Assessment of normality in high-content screening (HCS) data sets. (
The dependence of nonnormality on dose in the dose–response assays was examined further. For these experiments, the relationship between skewing and kurtosis was evaluated. Results are plotted in Figure 3 . Two patterns can be observed. In the first ( Fig. 3A ), some samples show a positive skew, whereas others show little skew. As concentrations increase, all samples show a shift to more negative skewing, either reducing the initial positive skew back to normal or making a shift to negative skewing in the samples that were initially neutral. Kurtosis is strongly correlated with skew, and either increases as skew increases in the cases in which skewing was initially neutral, or decreases as skewing decreases in the samples that were initially positively skewed, as seen in Figure 3B . The relationship between skewing and kurtosis as a function of dose is further compared in Figure 3C . Skew and kurtosis are related, so it is not surprising that a function between the two is observed in the figure, but what is also observed is the extent to which samples track along this relationship as a function of increasing dose, from positive skewing, to relative normality, to negative skew. Examples of skewing and kurtosis are shown in the remaining panels of the figure. Figure 3D shows the distribution of values for well G04 of the BBBC–Bioimage experiment (plotted on the right side of the skewness–kurtosis plot in Fig. 3C ). This was a sample of U2OS cells treated with a low dose of the PI3K inhibitor LY294002. This sample shows positive skewing in the analysis described above. These MCF7 cells were treated with the highest concentration of TNFα and show a high level of negative skewing. Figure 3E shows well F12 of the BBBC–Vitra experiment, in this case showing A498 cells at the lowest concentration of TNFα. As noted previously, this sample shows a distribution that is much closer to normally distributed than other HCS data. In the last example is well A02 of the BBBC–Vitra experiment, in which negative skewing can be seen in the distribution plot shown in Figure 3F .

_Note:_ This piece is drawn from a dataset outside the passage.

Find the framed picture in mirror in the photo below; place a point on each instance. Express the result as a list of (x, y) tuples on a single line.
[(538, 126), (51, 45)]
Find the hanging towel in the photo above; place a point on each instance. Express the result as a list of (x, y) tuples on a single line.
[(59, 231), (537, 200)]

Skewing and kurtosis as functions of assay treatments. (
The effect of the skewing in the distribution curves on the measurement of the well-level responses is examined in more detail in Figure 4 . In Figure 4A , the dose–response relationship is presented for one row of the MCF7 cells in the BBBC–Vitra experiment in the top row, and the BBBC–Bioimage experiment in the second row. In the case of the BBBC–Bioimage data, a sharp peak for the distribution in the initial doses becomes a flatter peak as the doses increase, with some heterogeneity that can be detected.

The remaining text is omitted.